“La riqualificazione e la riconversione industriale dell’Ex Ilva di Taranto siano la rinascita dell’intera struttura sociale”. Con una nota il segretario nazionale del sindacato Ugl Metalmeccanici, Antonio Spera, chiede al nuovo governo un cambio di passo perché lo stabilimento pugliese possa uscire fuori dalla crisi che ormai lo attanaglia da anni.  

“L’area a caldo – dice Spera – è il ‘cuore pulsante’ dell’attività dell’acciaieria, fermarla significherebbe fermare l’intera produzione del gruppo a livello nazionale. Occorre invece dare alla città nuovo valore investendo nella riqualificazione, trasformando i problemi in un punto di forza, restituendo nuovi spazi di valore che possano concretizzarsi in un cambiamento sociale ed economico”.

Il segretario nazionale del sindacato Ugl Metalmeccanici, Antonio Spera

Un appello, quello di Spera, che arriva dopo la sentenza del Tar di Lecce, che ha stabilito la chiusura dell’area a caldo dello stabilimento di ArcelorMittal di Taranto, a sessanta giorni dalla pubblicazione della sentenza. 

Per questo, dice Spera, “al fine di non rendere vano il lavoro svolto sino ad oggi ed il percorso appena intrapreso tra le parti, facciamo appello al Presidente del  Consiglio dei Ministri, Prof. Mario Draghi e ai Ministri competenti affinché si possa fare una valutazione nel merito e un’attenta analisi congiunta su tutti i nodi di questa vertenza per una risoluzione in tempi brevi.

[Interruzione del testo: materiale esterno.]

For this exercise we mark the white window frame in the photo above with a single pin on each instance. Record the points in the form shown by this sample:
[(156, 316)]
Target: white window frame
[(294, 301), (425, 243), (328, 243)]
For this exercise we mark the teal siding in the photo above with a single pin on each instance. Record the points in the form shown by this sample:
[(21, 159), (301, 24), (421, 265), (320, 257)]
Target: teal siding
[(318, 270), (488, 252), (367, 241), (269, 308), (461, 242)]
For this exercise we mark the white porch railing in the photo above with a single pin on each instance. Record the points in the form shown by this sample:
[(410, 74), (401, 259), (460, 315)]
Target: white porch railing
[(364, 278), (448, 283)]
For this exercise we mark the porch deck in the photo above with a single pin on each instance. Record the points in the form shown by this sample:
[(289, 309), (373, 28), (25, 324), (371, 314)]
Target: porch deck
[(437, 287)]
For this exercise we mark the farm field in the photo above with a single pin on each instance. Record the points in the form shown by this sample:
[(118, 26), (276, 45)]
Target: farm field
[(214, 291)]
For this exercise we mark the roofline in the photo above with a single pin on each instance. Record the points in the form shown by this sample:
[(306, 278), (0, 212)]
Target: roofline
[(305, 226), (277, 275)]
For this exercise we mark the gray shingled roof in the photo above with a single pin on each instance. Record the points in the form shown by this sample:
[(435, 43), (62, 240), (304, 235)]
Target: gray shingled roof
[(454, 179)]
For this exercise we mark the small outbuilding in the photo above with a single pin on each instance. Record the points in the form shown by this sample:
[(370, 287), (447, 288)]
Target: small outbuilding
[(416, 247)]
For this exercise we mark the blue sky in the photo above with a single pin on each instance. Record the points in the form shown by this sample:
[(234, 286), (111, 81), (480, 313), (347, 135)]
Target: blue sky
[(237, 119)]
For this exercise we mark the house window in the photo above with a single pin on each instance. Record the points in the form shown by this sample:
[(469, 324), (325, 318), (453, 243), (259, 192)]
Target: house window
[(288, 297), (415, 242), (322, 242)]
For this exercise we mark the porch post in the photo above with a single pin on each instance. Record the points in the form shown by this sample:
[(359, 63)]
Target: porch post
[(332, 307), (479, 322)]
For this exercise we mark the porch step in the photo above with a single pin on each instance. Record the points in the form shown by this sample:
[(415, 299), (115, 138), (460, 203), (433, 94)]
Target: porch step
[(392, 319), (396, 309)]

Premessa imprescindibile per la nostra organizzazione è il diritto alla salute di tutti i cittadini del territorio, cittadini che spesso vivono il dilemma sempre più perseverante salute/impiego”.

 “Sicurezza e speranza devono essere assicurate anche ai lavoratori, parte integrante del processo produttivo, tenendo alta l’attenzione sui 1700 lavoratori in carico alla ex Ilva in A.S e Controllate, per i quali  – conclude il segretario nazionale – si chiede un intervento immediato per l’approvazione della norma che possa consentire loro l’integrazione salariale, da due mesi l’importo del loro cedolino è pari a zero”.